This modification reduces the referral rate to under 8% and improves predictive value to over 50% [44]; however, these criteria are not currently commercially available.

It is incumbent on any purchaser of the SureSight instrument to specify the desired referral criteria software at the time of purchase. Various referral criteria may be appropriate, depending on the screening situation; specifically the suspected prevalence of the disease of the population, the availability and cost of subspecialty providers for referred patients, and the net direct and indirect cost of over referrals. Areas of the country that have low access to providers and referral subspecialists, and high direct and indirect costs of obtaining care (such as rural Alaska) need to balance a low sensitivity with extremely high specificity and low referral rates, while areas with high population density and adequate primary pediatric eye care capacity may seek a high specificity with less regard for over-referrals (false positives). Further evaluation of autorefraction and adjustment of referral criteria in the future to maximize both sensitivity and specificity will likely continue to increase acceptance of this technology.

6.5.4Required Eye Examinations for Preschool Children

Comprehensive eye examinations have been mandated by state legislatures for at least three individual states in the U.S. Such legislation is usually proposed

as a method for visual evaluation with extensive support from the optometry and optical manufacturing lobby. While in theory such legislation may appear appropriate, there is a lack of legislative mandate for what conditions should be detected, how they should be detected during an examination (i.e., cycloplegia or not) and how identified conditions should be treated. Finally, there is a significant issue with manpower with respect to the vast number of children needing to be evaluated. Recent data regarding the results of this vision screening law in the state of Kentucky have been published [58]. These results demonstrate that spectacles were prescribed for 14% of all children, including 11% of 3-year-olds.

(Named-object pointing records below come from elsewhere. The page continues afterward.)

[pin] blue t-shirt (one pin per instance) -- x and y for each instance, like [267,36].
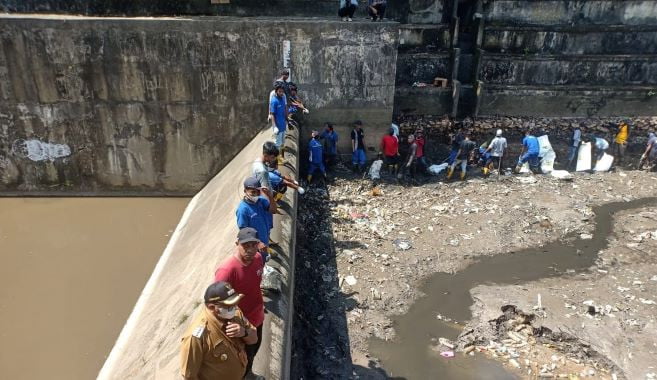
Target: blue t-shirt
[531,143]
[275,178]
[331,139]
[255,215]
[316,151]
[291,108]
[277,107]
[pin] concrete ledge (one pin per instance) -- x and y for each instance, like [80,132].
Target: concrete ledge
[148,345]
[569,69]
[597,39]
[423,101]
[424,36]
[568,101]
[629,12]
[421,67]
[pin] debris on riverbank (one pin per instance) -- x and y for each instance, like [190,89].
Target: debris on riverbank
[386,242]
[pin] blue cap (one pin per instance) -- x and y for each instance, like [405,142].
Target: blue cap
[251,183]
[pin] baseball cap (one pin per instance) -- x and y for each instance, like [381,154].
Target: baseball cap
[252,183]
[222,292]
[246,235]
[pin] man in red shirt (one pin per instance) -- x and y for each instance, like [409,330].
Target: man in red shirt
[243,271]
[390,149]
[419,153]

This is bothersome because no data demonstrate that 11% of otherwise healthy 3-year-old children require spectacles, and our anecdotal experience from seeing many of these children for second opinions is that cycloplegic refraction is only rarely performed on such children and many spectacle prescriptions are incorrect.

The expense of unnecessary spectacle prescribing for such children has not been fully determined but is substantial [14].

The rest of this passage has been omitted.